Listen to Natahna read Big Feels 7.4 here👇🏻
When I was nine years old, Faith Hill ruined my chance at becoming a successful songwriter.
I remember the moment clearly enough: I was at the local Wal-Mart in North Battleford, SK. It was the holiday season. I was walking around looking at my favourite sections (toys, makeup, clothes, the card aisle) while we waited for a prescription to be filled when I heard the damning lyrics of Faith’s 1999 release, “Breathe”:
'Cause I can feel you breathe
It's washing over me
And suddenly, I'm melting into you
There's nothing left to prove
Baby, all we need is just to be
Caught up in the touch
Slow and steady rush
Baby, isn't that the way that love's supposed to be?
I can feel you breathe
Just breathe
My heart dropped to my stomach, “Fuck. Fucking hell.”
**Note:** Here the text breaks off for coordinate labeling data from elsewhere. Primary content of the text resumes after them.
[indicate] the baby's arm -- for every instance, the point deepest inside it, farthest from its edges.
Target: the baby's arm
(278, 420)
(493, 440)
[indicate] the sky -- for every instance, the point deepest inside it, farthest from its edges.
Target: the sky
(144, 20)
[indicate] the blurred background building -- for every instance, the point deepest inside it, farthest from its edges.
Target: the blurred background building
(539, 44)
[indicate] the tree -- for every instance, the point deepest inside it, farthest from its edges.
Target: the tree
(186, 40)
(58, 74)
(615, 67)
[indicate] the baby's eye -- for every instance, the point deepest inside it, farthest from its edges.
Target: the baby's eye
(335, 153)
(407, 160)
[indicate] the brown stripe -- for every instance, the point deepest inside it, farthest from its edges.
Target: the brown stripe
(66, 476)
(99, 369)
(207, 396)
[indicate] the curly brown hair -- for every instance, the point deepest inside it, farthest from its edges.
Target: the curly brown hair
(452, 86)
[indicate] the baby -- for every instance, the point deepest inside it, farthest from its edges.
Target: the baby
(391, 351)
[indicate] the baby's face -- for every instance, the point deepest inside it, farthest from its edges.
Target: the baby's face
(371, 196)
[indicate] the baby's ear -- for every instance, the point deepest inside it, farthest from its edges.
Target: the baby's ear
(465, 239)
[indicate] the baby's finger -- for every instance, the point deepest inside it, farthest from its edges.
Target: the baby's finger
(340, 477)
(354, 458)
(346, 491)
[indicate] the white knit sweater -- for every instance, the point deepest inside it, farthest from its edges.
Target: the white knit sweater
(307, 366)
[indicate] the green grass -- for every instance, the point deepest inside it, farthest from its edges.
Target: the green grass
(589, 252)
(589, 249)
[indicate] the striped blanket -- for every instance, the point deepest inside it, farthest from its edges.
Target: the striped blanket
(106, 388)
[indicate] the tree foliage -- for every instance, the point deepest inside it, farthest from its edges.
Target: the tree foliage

Or rather, as the evangelical child that I was, “Shoot. Shoot, shoot, shoot.”
I had recently started dabbling in the art of songwriting. My latest hit?? A song also entitled BREATHE. You cannot make this stuff up. ;)
This must have been the first time that I had the distinct feeling of missing my chance; having my dinner plate whooshed out of sight before I had even taken a bite. Devastating.
Of course, the similarities between our two songs were slim, at best (hang tight while I rummage through my old diaries to find the original lyrics); but still, I wasn’t an idiot. I knew big music execs weren’t going to put out two fucking songs about breathing in the same fucking year. GOD. It was over, kaput, finito.
It’s a feeling that has become familiar: that I am showing up to an idea, a mindset, a sense of self-worth, a sexuality, too late.
When I was in my early twenties I went to Europe with my sister. In Venice, our hostel was on a little island that we had to take a water taxi to and from. I forget what happened the day we were meant to go on to our next destination. Maybe the water taxi didn’t come on time, maybe we took the wrong one. I remember being on the boat and realizing that we were likely going to miss our train. The boat pulled up to the station, docked. We swung our backpacks the size of small men over our shoulders, and ran, flat out, to our train. The relief! Oh my god, the relief when we saw the train there…. and the absolutely gut punch when it pulled away, my hand just grazing the door handle. I remember the cold of the metal; the speed at which it whooshed away.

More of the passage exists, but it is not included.